Even though there is no clear-cut law to protect commercial and trade secrets, certain provisions of existing legislations like the Contract Act, Negotiable Instruments Act, Partnership Act and Company Law do pertain to secrecy and could offer some protection. On the other hand, the Right to Profession is guaranteed under Article 19 of the Constitution. Hence, any attempt of the government to seek access and control over commercial information like share market information, financial transactions, PAN linkage, etc., appear to be a clear violation. The fact that a large number of private agencies and companies, including giant foreign multinational corporations have been entrusted by the UIDAI only makes the dangers even more real.

There are clearly too many loopholes in the manner in which the Aadhaar scheme has been outsourced without regard to data theft, infringement of commercial secrecy and manipulation of markets. As a leading economist said in the context of the disastrous demonetisation decision, “A bigger worry than the demonetisation itself is the failure of the Modi government to recognise and admit that it was a mistake”.
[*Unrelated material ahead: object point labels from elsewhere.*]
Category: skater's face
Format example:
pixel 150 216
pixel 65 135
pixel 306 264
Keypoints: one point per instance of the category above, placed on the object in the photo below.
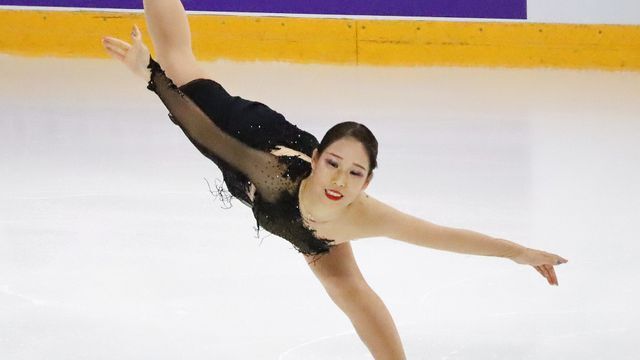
pixel 343 167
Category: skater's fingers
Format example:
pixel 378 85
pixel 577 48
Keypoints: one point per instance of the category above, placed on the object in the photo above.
pixel 135 33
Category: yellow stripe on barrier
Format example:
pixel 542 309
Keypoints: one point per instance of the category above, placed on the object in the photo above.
pixel 338 41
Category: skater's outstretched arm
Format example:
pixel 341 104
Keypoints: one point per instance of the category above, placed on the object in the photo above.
pixel 262 169
pixel 389 222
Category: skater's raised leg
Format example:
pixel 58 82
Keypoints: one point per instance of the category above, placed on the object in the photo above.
pixel 171 37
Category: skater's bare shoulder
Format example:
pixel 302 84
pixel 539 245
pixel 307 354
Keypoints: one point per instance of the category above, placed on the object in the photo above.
pixel 379 219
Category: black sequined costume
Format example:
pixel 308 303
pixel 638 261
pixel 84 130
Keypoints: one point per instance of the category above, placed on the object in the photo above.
pixel 238 136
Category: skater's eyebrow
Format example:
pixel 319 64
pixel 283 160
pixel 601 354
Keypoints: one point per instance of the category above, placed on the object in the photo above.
pixel 356 164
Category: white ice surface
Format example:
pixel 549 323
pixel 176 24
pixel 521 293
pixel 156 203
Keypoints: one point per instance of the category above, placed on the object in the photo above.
pixel 111 246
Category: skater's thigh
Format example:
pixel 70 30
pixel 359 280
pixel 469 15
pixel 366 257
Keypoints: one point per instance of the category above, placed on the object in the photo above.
pixel 182 68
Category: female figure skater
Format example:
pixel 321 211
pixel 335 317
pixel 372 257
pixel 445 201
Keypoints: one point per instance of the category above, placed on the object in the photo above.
pixel 309 193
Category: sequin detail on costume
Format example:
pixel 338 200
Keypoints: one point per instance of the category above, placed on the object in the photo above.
pixel 237 135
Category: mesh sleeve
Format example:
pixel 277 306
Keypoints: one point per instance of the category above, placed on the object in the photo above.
pixel 261 168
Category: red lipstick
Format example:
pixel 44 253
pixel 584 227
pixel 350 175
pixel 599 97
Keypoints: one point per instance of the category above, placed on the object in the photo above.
pixel 333 195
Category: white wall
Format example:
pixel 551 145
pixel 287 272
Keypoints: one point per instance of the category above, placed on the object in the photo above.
pixel 585 11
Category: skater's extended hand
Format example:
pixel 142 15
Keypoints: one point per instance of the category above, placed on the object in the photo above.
pixel 542 261
pixel 135 56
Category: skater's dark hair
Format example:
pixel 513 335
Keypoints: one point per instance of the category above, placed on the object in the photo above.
pixel 356 131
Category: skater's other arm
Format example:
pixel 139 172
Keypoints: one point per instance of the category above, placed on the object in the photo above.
pixel 345 285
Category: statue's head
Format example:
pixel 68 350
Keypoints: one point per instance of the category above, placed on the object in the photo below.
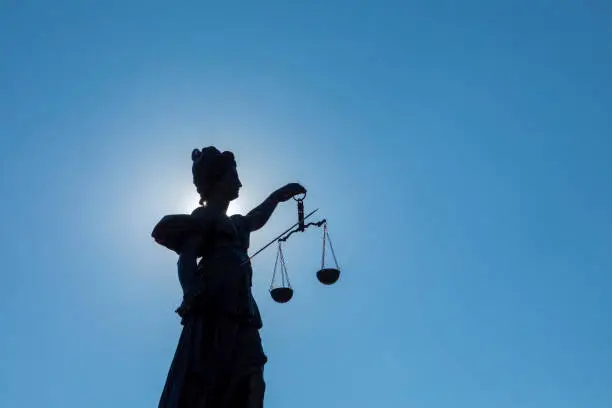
pixel 214 174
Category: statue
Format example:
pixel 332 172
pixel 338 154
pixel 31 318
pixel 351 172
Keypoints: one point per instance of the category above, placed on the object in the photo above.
pixel 219 360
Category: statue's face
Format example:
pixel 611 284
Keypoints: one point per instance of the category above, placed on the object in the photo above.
pixel 230 184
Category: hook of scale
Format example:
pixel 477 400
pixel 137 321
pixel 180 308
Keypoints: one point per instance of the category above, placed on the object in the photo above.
pixel 326 275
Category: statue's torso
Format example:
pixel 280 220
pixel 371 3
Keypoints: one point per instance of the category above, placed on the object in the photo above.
pixel 226 273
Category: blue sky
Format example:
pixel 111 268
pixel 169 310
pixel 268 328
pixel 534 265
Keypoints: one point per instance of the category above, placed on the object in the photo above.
pixel 460 151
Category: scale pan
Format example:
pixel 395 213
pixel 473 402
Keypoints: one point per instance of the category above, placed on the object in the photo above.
pixel 281 295
pixel 328 276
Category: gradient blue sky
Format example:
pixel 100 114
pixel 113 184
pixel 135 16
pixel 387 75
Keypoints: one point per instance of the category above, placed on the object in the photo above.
pixel 460 150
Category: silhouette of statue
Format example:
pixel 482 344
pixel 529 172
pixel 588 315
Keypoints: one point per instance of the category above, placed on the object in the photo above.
pixel 219 359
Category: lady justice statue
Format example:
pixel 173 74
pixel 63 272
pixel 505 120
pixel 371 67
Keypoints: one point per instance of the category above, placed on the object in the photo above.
pixel 219 359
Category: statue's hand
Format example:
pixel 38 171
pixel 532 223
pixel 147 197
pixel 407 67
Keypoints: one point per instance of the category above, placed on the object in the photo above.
pixel 287 192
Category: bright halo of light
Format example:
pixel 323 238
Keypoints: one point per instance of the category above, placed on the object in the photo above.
pixel 191 201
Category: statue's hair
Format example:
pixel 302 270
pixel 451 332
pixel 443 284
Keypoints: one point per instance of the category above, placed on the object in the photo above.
pixel 209 165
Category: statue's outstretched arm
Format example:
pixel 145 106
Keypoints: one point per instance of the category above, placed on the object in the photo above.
pixel 259 216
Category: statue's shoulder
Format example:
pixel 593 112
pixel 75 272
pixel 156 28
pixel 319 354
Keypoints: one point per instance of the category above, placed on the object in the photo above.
pixel 172 230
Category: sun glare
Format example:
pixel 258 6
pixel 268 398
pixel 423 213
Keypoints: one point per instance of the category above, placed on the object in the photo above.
pixel 190 202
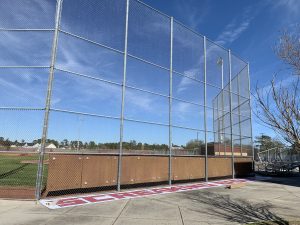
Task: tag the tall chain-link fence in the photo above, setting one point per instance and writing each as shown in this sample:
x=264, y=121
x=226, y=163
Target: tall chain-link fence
x=104, y=94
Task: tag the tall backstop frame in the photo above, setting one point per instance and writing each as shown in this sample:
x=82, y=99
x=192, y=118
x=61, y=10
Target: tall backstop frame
x=105, y=84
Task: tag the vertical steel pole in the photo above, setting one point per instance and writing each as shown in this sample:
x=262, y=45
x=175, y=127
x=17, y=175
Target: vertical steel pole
x=250, y=105
x=223, y=109
x=39, y=179
x=239, y=110
x=170, y=102
x=222, y=103
x=205, y=125
x=123, y=100
x=231, y=122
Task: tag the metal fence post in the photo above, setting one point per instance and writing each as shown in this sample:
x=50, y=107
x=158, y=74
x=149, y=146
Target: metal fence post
x=123, y=100
x=250, y=105
x=39, y=179
x=231, y=122
x=239, y=110
x=205, y=125
x=170, y=102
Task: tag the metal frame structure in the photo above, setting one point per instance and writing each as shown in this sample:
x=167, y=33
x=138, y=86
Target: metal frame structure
x=171, y=70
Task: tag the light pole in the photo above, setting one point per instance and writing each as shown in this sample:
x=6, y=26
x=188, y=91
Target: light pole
x=220, y=62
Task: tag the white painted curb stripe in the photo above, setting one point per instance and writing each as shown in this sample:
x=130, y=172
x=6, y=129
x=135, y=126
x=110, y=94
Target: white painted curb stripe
x=57, y=203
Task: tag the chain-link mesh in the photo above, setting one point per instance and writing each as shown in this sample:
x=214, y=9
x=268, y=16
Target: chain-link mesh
x=133, y=97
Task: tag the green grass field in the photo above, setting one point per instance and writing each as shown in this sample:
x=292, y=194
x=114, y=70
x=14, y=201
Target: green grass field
x=15, y=173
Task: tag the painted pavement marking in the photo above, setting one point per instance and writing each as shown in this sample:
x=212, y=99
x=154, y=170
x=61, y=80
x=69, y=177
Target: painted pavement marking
x=57, y=203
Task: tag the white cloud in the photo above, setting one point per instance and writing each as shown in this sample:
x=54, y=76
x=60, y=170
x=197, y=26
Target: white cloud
x=236, y=27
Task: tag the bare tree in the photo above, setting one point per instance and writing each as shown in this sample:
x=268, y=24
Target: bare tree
x=278, y=105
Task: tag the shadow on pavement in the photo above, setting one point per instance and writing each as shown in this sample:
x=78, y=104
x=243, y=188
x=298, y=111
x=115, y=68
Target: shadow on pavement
x=235, y=210
x=292, y=180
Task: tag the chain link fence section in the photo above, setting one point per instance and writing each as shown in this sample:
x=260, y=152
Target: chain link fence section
x=114, y=92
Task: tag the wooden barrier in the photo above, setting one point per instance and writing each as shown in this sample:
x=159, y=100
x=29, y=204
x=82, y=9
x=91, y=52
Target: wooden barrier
x=76, y=171
x=144, y=169
x=188, y=168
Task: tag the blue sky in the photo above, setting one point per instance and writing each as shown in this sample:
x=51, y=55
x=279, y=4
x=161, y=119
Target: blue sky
x=249, y=28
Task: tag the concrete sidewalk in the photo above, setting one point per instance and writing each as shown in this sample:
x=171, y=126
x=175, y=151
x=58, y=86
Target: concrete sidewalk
x=275, y=199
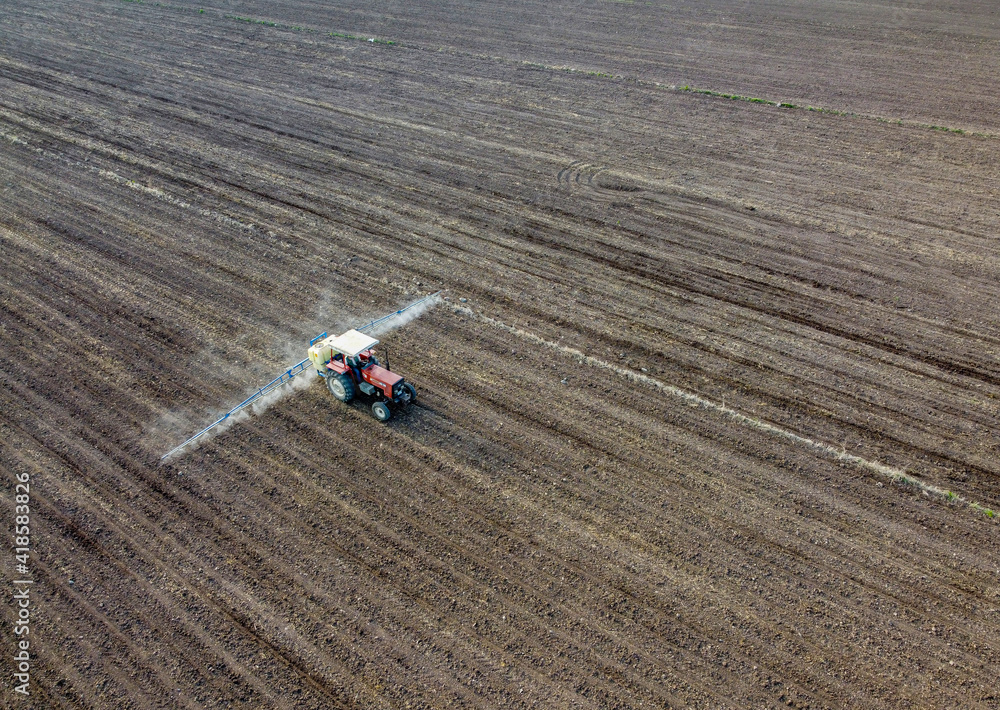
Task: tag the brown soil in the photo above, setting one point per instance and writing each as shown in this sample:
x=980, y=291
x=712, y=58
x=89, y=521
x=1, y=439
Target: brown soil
x=188, y=197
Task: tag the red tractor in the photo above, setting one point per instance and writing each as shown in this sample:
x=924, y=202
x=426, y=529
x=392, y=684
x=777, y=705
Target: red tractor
x=349, y=365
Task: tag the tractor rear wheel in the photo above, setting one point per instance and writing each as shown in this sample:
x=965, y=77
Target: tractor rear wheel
x=341, y=387
x=381, y=411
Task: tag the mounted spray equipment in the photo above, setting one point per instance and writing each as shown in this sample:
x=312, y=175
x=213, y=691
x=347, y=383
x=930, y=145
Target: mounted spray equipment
x=350, y=368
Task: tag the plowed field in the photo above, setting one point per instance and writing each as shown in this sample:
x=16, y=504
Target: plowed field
x=707, y=419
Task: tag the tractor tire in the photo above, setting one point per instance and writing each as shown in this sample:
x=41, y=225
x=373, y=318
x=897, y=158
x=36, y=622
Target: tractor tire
x=341, y=387
x=381, y=411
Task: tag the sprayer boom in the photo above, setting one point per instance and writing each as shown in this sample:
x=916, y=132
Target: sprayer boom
x=399, y=391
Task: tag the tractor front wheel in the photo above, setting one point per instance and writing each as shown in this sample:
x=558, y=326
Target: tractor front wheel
x=341, y=387
x=381, y=411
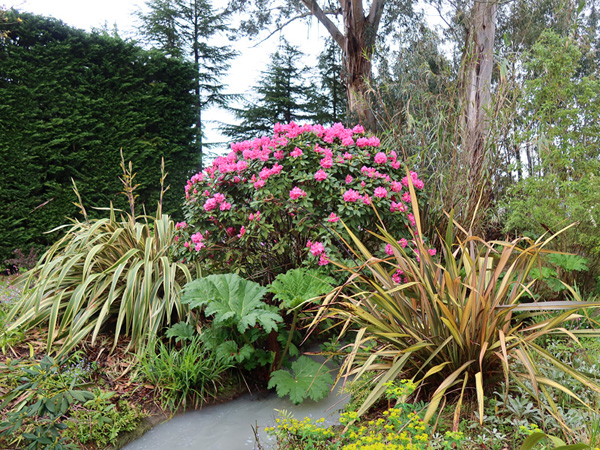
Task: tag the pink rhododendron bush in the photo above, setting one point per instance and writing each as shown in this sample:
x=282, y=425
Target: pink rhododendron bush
x=275, y=203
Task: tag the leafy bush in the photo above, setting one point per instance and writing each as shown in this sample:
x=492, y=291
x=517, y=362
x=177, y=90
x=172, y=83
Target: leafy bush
x=449, y=323
x=308, y=379
x=189, y=374
x=262, y=209
x=103, y=273
x=36, y=406
x=240, y=320
x=100, y=421
x=294, y=289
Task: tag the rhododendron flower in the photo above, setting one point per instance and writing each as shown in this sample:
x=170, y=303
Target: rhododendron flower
x=317, y=248
x=396, y=278
x=400, y=207
x=380, y=192
x=210, y=204
x=326, y=163
x=380, y=158
x=351, y=195
x=296, y=193
x=321, y=175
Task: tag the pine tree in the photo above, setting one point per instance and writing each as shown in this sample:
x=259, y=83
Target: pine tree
x=281, y=95
x=328, y=100
x=186, y=29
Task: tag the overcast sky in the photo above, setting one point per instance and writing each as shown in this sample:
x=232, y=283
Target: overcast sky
x=244, y=72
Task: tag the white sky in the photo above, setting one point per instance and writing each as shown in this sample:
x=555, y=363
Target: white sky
x=244, y=72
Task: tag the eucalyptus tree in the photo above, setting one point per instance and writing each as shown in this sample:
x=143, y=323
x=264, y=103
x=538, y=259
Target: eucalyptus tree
x=353, y=24
x=187, y=29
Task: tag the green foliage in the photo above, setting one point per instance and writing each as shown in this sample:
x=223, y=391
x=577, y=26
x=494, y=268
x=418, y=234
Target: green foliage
x=69, y=100
x=36, y=406
x=104, y=273
x=100, y=421
x=282, y=96
x=241, y=321
x=298, y=286
x=449, y=323
x=189, y=375
x=271, y=204
x=308, y=379
x=233, y=301
x=181, y=331
x=561, y=114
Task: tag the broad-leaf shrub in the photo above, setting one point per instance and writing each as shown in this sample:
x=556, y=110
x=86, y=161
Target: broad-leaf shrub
x=260, y=210
x=239, y=319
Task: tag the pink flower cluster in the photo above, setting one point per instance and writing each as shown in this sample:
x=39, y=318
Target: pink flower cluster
x=303, y=168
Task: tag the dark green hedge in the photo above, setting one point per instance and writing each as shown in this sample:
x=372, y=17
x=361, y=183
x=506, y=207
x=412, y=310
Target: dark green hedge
x=69, y=100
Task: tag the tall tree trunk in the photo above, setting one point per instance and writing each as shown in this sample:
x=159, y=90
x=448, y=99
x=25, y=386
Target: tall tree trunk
x=357, y=44
x=476, y=79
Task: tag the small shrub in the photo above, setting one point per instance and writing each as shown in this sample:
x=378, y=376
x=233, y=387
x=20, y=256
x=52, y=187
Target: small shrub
x=100, y=421
x=35, y=407
x=240, y=320
x=106, y=272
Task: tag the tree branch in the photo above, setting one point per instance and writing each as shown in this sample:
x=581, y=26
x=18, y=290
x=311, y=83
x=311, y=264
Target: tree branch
x=375, y=13
x=316, y=11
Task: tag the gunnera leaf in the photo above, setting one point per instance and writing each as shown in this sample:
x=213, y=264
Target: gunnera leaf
x=232, y=300
x=308, y=379
x=297, y=286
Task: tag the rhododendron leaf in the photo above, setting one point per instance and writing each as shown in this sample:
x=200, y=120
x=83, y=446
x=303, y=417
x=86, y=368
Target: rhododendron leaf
x=309, y=380
x=300, y=285
x=232, y=300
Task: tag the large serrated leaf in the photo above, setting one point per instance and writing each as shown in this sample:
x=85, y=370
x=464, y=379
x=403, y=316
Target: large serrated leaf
x=230, y=299
x=309, y=380
x=300, y=285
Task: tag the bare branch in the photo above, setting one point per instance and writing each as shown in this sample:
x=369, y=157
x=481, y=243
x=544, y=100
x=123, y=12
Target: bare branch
x=282, y=26
x=316, y=11
x=375, y=13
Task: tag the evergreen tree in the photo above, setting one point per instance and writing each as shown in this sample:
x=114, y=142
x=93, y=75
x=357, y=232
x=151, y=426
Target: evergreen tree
x=328, y=101
x=69, y=101
x=185, y=29
x=281, y=95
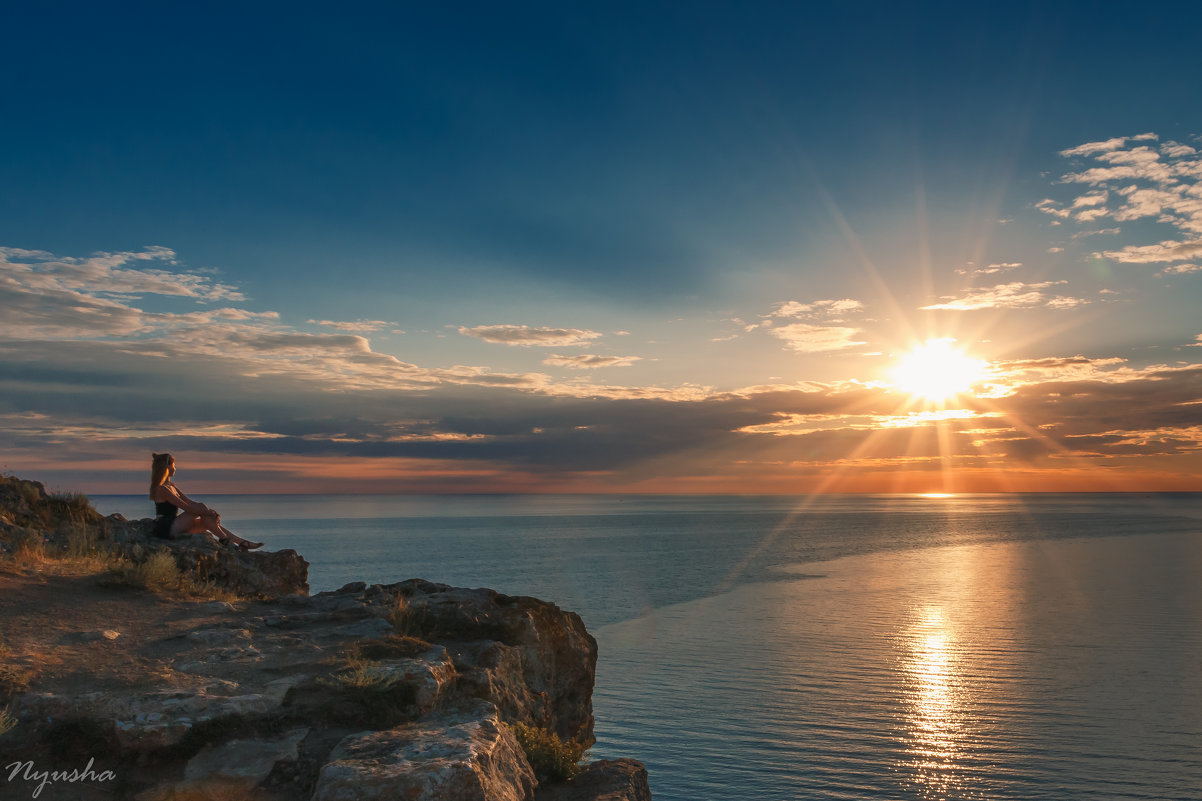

The same criticism can be levelled in the case of Aadhaar as well as GST, both of which were thrust down the throats of the entire Indian population in a hasty, ill-conceived and brutal manner. This is what is making investors, businessmen and scholars very worried and suspicious about the government’s motives and very apprehensive about future policy decisions. Already, the Modi government has dropped three colossal bombshells in a row affecting the entire citizenry in the country: note-bandi, GST and Aadhaar. All three have been completely invasive and totally disruptive. All the false claims and fancy justifications have been proved to be untruthful and make-believe. The nation has still not recovered from the shock and trauma of any of them.